Sure, studios employ multiple artists, providing them steady work and, sometimes, good pay, connections and/or health insurance. However, the more artists there are employed in studios, the more the pyramidal structure of the art world perpetuates. That’s just basic math. Is it possible both to have numerous artist studios employing, for better or worse, substantial teams of artists, providing jobs for assistants who help their employers to realize their most ambitious projects — and maintaining an art community that is equitable to artists and artist workers alike? I don’t see how that can work. 

 

Through Instagram, I recently discovered the publishing platform GenderFail, run by Be Oakley. In their publication “Publishing Now: A Working Class Guide to Making a Living Off Self Publishing,” the book concludes with the section “I Want Everyone in the Art World to Be Middle Class: A Short Manifesto Against Rich and Powerful Artists.”

 

Most of us want an equitable art world.

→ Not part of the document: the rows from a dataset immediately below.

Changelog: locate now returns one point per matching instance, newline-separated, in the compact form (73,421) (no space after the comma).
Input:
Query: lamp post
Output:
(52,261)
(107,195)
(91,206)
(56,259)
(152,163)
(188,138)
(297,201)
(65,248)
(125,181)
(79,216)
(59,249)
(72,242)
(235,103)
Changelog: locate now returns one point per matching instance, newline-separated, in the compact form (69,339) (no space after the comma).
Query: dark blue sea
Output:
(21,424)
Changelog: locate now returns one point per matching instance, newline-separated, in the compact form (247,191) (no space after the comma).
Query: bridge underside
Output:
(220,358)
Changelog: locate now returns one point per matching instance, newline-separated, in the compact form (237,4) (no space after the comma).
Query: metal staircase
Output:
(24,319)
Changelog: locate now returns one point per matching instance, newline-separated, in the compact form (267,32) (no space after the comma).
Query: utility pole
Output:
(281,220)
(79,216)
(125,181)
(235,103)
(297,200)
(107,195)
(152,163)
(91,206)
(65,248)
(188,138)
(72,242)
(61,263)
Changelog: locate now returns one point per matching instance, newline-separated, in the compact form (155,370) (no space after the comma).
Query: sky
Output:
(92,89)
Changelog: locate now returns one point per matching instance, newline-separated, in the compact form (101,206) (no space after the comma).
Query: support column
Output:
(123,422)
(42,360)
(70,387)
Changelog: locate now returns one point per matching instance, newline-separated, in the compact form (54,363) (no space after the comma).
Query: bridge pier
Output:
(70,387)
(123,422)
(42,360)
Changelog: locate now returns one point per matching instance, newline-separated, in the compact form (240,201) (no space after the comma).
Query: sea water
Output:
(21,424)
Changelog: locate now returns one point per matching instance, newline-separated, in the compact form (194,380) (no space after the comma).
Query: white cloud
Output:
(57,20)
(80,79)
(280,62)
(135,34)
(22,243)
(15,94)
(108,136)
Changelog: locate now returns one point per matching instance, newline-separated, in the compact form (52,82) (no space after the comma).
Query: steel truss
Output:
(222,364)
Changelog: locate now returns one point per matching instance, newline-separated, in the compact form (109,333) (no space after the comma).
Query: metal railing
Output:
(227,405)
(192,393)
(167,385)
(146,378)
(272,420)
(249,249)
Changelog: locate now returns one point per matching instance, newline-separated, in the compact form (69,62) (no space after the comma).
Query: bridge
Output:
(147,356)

But in an art world chock full of elite artists running poly-staffed teams making up the top of the pyramid, things will not change for the artists in the middle, let alone at the wider base. In an Instagram post about “A Working Class Guide,” GenderFail wrote: “Our day to day lives are affected by capitalism, by having little or lots of money. To needing money for living expenses. In these limited terms I fall into the middle class category, and since this system exists, I’d rather we all be middle class, in terms of having a living wage, having enough money to make our work and having resources for the future, than this system of unequal access to money.”

 

Sounds reasonable to me. On the road to greater equity there will need to be far fewer Big Artists Studios like Sachs’. At the present time it’s a system that favors the hoarding of capital, coopting the brain power and the emotional resources that for the rest of us are so often in short supply. But overturning a culture enabling the centralization of artists’ studios is akin to overturning predatory capitalism: it’s a big, seemingly intractable ask. You have to start somewhere, though, and dreaming of such a change is a good place to start.